I call it camping because it is like camping, albeit more akin to trailer/rv camping then roiling in the dirt tent camping. With a sailboat in the bay, you simply find a quiet cove or spot out of the channels and lanes of traffic and display some lights so that no one inadvertantly hits you. We'd often be out near, but not close to, the Intercoastal Canal or the Houston Ship Channel. You could see a million stars.

I had a great time fishing at these anchorages and have written of the benefits of having a compact travel rod that would stow in my personal duffle when not in use. Back then, the only travel rod made and sold in Texas was the Zebco travel rod, and I replaced the Zebco 33 with a Abu Garcia 290 for saltwater bay fishing.

So it's been 20 years since I've done any crewing on a sailboat, the last one being a Catalina 25, just a slightly scaled down but otherwise identical version of the Catalina 27 I spent 10 years sailing on. As I said, the Catalina 25 had an AC and a generator as well as a hang-over-the-side-BBQ-Pit and a lot of interior room.

So the idea occurred to me that this would be an ideal inexpensive cabin for El Fisho Jr. and I, and of course, Mrs. El Fisho if she would join us. She doesn't care much for tent camping, but will do RV and trailer camping, so it's an idea.

I've seen screaming deals on supposedly seaworthy boats in the 25' and 27' range. I saw one recently sell for a little over $3k with a new ac, outboard motor, generator, sails, etc.

My idea is not to embark on a life of sailing, although I wouldn't be above occasionally flying a jib (rather than the main) and doing a little sailing. No, I'm El Fishing Musician. I want to fish, and play some guitar and relax with the waves 'neath the bow and the wind playing chimes on the sail ropes and mast cables.

My idea of an affordable weekend getaway would be a nice 27' boat moored at a marina at a constant level lake (Canyon comes to mind readily) with as big as an outboard motor as could be fitted to the boat with a steering wheel and throttle installed in the cockpit.

So you say, but El Fisho, why not get a cuddy cabin boat, a real motor boat, if you want to motor around?

And I can answer that question. First, you need a lot smaller, and thus, lot less expensive motor to move a 27' sailboat vs. a like-sized powerboat. The sailboat won't move near as fast as the motor boat, but it'll go plenty fast for finding a quiet cove to weigh anchor in and do some fishing and relaxing.

I envision something looking more like a trawler in the far east than a sailboat.
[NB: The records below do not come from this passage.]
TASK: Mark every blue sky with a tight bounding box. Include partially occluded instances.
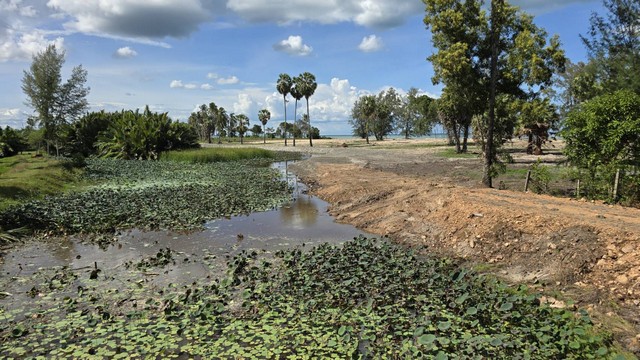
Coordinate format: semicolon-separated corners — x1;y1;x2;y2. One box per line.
0;0;603;135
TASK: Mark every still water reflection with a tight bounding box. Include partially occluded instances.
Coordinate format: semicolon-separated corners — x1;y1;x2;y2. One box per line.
0;161;368;308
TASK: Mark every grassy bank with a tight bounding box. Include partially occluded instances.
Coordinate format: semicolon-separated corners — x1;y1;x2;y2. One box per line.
0;153;85;211
160;147;300;164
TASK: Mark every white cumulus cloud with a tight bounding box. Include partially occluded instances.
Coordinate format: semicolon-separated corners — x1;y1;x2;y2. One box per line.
0;28;65;62
217;76;239;85
273;35;312;56
114;46;137;58
170;80;184;88
201;83;213;90
358;34;383;52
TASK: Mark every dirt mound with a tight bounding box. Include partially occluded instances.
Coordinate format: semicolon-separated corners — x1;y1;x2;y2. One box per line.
293;156;640;354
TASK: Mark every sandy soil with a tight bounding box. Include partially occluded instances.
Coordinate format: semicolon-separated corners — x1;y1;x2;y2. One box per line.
245;137;640;354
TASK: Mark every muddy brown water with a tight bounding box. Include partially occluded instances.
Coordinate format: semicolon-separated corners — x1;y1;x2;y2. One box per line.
0;161;369;312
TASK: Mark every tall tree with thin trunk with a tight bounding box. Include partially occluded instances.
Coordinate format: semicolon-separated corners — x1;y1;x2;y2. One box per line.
22;45;89;155
276;73;292;146
258;109;271;144
215;107;228;144
296;72;317;147
236;114;249;144
290;80;304;147
424;0;565;188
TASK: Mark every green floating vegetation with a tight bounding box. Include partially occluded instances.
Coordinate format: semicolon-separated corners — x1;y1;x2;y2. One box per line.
160;147;301;164
0;157;292;234
0;237;618;359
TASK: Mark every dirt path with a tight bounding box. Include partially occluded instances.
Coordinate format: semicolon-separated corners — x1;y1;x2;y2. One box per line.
279;138;640;353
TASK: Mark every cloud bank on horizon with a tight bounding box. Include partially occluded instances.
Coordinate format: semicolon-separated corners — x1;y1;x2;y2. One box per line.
0;0;600;133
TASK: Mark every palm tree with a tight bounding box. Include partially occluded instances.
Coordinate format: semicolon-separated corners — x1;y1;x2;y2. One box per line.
290;79;304;147
216;107;228;144
258;109;271;144
207;102;218;143
297;72;317;147
276;73;292;146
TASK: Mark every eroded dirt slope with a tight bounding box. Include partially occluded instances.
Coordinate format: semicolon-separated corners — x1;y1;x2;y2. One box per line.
287;141;640;353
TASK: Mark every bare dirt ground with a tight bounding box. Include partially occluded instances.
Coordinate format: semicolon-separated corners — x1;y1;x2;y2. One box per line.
243;137;640;354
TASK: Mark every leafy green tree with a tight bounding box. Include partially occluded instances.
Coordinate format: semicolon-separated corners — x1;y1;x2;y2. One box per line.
581;0;640;95
277;73;293;146
22;45;89;156
424;0;565;187
397;88;436;139
349;97;368;140
250;124;263;136
235;114;250;144
0;127;28;157
563;90;640;174
258;109;271;144
295;72;317;147
290;80;304;147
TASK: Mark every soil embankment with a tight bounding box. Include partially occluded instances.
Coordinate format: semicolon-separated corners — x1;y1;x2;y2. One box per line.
285;138;640;353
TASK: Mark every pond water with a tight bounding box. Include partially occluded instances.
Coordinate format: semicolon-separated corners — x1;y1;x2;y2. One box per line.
0;161;368;309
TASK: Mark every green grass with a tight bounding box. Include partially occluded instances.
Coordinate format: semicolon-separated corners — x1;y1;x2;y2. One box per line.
0;153;85;211
160;147;298;163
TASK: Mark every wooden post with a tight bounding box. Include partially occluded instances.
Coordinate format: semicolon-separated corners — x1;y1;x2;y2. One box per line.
524;170;531;192
576;179;581;198
613;169;621;201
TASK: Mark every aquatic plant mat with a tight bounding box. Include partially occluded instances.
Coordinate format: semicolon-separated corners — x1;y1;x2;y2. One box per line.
0;237;619;359
0;158;293;234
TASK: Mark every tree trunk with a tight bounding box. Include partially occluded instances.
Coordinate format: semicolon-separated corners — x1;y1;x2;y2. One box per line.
283;95;288;146
526;133;534;154
483;0;502;188
462;124;469;153
293;99;297;147
307;99;313;147
453;123;461;153
263;131;266;144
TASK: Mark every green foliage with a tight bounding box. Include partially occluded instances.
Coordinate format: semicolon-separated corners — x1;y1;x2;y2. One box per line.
0;126;29;157
96;107;199;160
562;90;640;172
0;158;291;234
0;237;618;358
529;159;551;194
581;0;640;95
64;111;114;157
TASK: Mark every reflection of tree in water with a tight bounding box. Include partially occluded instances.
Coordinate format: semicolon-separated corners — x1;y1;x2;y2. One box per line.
279;195;318;228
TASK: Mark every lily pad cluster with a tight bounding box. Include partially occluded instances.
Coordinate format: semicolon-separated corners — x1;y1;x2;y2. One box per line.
0;237;618;359
0;158;292;234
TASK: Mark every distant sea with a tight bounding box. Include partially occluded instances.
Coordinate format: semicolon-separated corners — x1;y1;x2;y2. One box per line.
324;133;450;140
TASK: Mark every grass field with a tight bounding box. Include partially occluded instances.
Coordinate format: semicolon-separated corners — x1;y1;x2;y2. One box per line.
0;153;84;210
160;147;300;163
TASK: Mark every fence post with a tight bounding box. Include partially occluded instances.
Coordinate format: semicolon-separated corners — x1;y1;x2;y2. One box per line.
613;169;621;202
524;170;531;192
576;179;581;198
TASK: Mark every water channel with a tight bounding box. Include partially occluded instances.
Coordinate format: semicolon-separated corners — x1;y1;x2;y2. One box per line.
0;161;369;310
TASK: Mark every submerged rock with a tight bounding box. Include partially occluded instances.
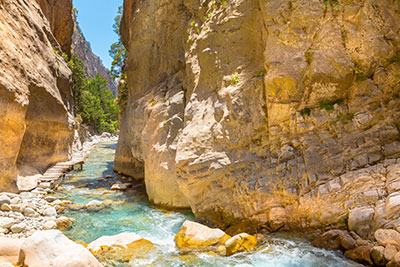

They make a shade system for large sailboats that involves draping a canopy over the boom and then using ropes and the boats winches to hold it tight. It makes for a nice shady cockpit area while on the water, and I envision an extended one built onto some sort of carbon fiber tube rack that would also support a 10' lightweight foam dingy or several kayaks for excursion travel.

I don't know what slip rates are nowadays. I suspect they are a lot more than I think they are, but I'm going to do some checking. Another alternative is keeping the boat dry stored at a marina. The procedure is that you call before you go down there and when you get there they have taken the crane and picked up your boat and it's in the water dockside awaiting your arrival. Theoretically.

I've also seen some ads on craigslist lately with folks looking to rent out their houseboats and sailboats. This would be a good way to check out this unique kind of camping, and if you're like me, it's the only kind of camping that the Mrs. and I may likely agree on.

I don't mind trailer or RV camping in a secluded locale, but I abhor RV and trailer parks. It's just too much like real life, like living in a subdivision or apartment, and I'll take an RV on the beach over a five-star RV park any day of the week.

The water has always been calming to me. With a reasonably priced used but seaworthy boat, in a nice freshwater lake with a fish population within a reasonable weekend driving distance, it'd be a nice weekend getaway for a fairly affordable amount.